Menurut Dr. Gede Sedana, alih fungsi lahan khususnya di wilayah perkotaan tak mungkin dihentikan. Namun bukan berarti warga maupun petani tak bisa mengembangkan sektor pertanian di lahan yang relatif terbatas ini.
"Petani dan warga kota bisa kembangkan tanaman yang berumur pendek namun memiliki nilai jual tinggi seperti komoditi hortikultura," ucapnya.
Dr. Gede Sedana mengakui dengan lahan sempit dan ketersediaan air yang terbatas memang tak mungkin dikembangkan tanaman padi dimana secara ekonomis hal itu juga kurang menguntungkan.
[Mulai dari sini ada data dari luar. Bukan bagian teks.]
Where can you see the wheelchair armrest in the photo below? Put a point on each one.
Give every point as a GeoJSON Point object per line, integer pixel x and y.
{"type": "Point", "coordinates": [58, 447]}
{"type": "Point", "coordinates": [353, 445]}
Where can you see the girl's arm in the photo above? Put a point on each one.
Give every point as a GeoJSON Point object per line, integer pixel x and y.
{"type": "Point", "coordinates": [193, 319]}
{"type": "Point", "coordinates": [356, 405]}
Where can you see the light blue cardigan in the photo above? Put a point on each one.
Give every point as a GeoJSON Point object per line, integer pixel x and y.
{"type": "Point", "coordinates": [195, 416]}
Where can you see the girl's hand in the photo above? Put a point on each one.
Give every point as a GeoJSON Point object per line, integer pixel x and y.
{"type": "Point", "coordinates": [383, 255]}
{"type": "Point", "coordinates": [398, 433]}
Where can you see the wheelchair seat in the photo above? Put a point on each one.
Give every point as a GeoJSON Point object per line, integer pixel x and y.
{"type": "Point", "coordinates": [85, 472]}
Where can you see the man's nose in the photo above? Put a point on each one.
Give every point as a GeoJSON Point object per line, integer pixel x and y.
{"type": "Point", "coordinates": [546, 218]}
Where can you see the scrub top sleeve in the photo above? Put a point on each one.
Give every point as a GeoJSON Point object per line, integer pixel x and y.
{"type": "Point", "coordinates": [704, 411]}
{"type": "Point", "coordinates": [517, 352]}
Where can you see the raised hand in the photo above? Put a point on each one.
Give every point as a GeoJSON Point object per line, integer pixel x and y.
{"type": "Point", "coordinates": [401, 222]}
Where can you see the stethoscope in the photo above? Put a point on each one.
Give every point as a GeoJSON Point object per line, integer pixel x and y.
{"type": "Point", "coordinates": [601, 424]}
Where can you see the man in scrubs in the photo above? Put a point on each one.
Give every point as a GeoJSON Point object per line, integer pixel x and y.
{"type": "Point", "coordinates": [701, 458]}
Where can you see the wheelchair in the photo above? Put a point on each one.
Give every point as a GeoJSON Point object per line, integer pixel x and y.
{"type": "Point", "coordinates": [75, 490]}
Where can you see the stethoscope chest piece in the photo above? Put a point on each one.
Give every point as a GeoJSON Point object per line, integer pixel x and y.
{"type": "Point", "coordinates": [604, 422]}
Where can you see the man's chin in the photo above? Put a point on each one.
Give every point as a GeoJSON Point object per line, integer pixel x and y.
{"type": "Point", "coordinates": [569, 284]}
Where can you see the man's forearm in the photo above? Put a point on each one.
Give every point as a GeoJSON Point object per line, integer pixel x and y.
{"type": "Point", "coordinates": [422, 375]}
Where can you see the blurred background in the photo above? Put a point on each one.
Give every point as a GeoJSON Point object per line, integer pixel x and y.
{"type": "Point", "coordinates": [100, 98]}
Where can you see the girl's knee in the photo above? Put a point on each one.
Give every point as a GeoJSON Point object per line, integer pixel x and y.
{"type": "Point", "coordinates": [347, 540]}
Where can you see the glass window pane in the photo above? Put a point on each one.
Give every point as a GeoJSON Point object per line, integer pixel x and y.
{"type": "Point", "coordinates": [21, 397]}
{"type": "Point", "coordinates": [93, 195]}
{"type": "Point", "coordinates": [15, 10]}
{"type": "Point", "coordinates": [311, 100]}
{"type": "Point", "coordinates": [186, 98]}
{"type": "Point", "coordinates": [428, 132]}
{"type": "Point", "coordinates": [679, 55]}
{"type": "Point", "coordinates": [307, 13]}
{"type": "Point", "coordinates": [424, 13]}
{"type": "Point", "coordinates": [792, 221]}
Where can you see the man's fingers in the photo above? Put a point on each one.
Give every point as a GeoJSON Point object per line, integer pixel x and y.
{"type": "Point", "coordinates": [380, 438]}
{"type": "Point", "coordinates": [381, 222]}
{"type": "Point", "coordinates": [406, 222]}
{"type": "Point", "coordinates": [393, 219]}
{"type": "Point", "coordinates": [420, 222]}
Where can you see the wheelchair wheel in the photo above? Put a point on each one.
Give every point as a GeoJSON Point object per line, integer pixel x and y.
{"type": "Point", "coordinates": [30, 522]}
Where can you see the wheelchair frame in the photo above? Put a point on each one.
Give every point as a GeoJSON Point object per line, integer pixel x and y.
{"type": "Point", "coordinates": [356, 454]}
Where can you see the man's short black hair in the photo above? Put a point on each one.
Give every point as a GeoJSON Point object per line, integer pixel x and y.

Namun melalui “Urban Farming” pada lahan terbatas petani termasuk warga kota bisa bertanam sayuran dan produk lainnya yang bernilai ekonomi tinggi.
Ket Foto: Rektor Universitas Dwijendra Dr Ir Gede Sedana, M.Sc., MMA
"Di kota dengan lahan terbatas kita bisa tanam sayuran dan sejenisnya yang dalam waktu hanya beberapa minggu bisa dipanen. Ini hasilnya cukup bagus," terang jebolan Fakultas Pertanian Unud ini.
Urban farming merupakan konsep memindahkan pertanian konvensional ke pertanian perkotaan. Pertanian konvensional lebih berorientasi pada hasil produksi, sedangkan urban farming lebih pada karakter pelakunya yakni masyarakat urban. Di sisi lain, Dr. Gede Sedana mengakui makin banyaknya sarjana pertanian bisa membantu memberi semacam advokasi kepada petani agar pertanian bisa terus berkembang.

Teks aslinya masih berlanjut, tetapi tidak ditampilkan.